Autor

Luís Pessoa

 

Data

20 de Outubro de 2002

 

Secção

Policiário [588]

 

Competição

Campeonato Nacional e Taça de Portugal – 2002/2003

Prova nº 1

 

Publicação

Público

 

 

CENA CAMPESTRE

Luís Pessoa

 

Vítor gostava muito de andar, ao contrário das outras pessoas, e quando via milhões a deslocarem-se para as praias, lá ia ele para o campo, para a Beira Alta. Era o apelo da terra que se fazia sentir neste filho e neto de agricultores.

Naquele dia, pela tardinha, o Vítor dormitava no fresco que uma frondosa figueira, entre muitas outras, proporcionava, quando ouviu a avó chamá-lo com voz zangada. Levantou-se preguiçosamente e dirigiu-se a casa sem muita vontade para grandes discussões. Foi por isso que nem reagiu aos gritos da senhora, que se insurgia por haver desaparecido a “tarte” de pêssego que tanto trabalho lhe dera a fazer e que só podia ter sido devorada por um comilão como o Vítor.

Este limitava-se a reafirmar a sua inocência. Segundo dizia, nem sabia que a avó fizera “tarte”, quando mais comê-la! Ainda por cima de pêssego, que nem era a sua especialidade!

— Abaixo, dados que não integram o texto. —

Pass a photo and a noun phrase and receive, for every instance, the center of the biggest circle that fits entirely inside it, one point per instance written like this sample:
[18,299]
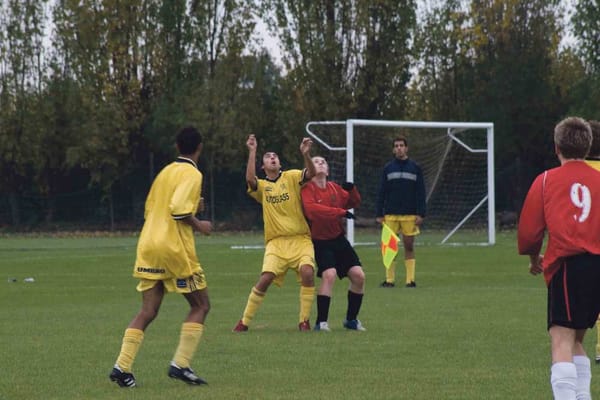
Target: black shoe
[186,375]
[123,379]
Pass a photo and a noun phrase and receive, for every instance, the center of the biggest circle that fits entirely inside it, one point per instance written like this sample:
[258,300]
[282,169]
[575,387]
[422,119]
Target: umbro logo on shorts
[181,283]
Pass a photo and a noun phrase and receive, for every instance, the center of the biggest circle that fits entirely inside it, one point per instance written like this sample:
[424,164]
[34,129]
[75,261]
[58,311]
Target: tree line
[93,91]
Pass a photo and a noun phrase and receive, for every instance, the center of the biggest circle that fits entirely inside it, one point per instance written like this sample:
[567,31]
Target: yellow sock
[307,295]
[390,273]
[410,270]
[191,332]
[132,341]
[254,301]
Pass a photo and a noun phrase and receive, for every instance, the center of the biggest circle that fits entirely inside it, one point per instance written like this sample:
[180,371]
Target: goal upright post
[452,128]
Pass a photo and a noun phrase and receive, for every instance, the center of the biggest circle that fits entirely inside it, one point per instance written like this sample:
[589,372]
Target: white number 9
[581,198]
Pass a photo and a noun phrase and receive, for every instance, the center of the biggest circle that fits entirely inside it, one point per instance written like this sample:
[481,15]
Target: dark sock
[354,303]
[322,308]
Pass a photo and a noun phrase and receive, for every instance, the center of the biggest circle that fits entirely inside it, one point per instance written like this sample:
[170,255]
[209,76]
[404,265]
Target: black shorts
[335,253]
[574,292]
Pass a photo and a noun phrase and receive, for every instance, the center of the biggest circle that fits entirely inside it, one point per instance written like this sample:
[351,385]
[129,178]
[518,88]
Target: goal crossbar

E Vítor apontava para a enorme mancha de sombra que as figueiras faziam, dizendo que tinha estado lá nas últimas duas ou três horas, ora a dormir, ora a dormitar, ora a desenhar as formas estranhas e misteriosas das nuvens a cruzarem o céu… Bolas, ele estivera ali deitado durante horas! Era uma indignidade estar a acusá-lo de tamanho “crime”!

A avô acabou por se resignar, retirando-se para a cozinha, aborrecida por ainda ter de voltar para junto do forno, num dia tão quente como aquele. E a chuva que não aparecia, nem um bocadinho para ajudar a agricultura. Há vários dias que nem uma aragem percorria aquelas paragens e o céu muito azul era tudo o que se via entre linhas do horizonte.

O Vítor regressou ao seu poiso. Deitado de costas, cabeça apoiada na base do tronco daquela figueira centenária, olhava os figos já maduros que espreitavam por entre a folhagem de um verde intenso.

Pensando bem, ele até era capaz de tentar apanhar uns tantos para agradar à avó, que até era uma senhora meiga e amiga dos netos… Se calhar era o que ia fazer… mas mais tarde, que agora estava com uma moleza que só visto.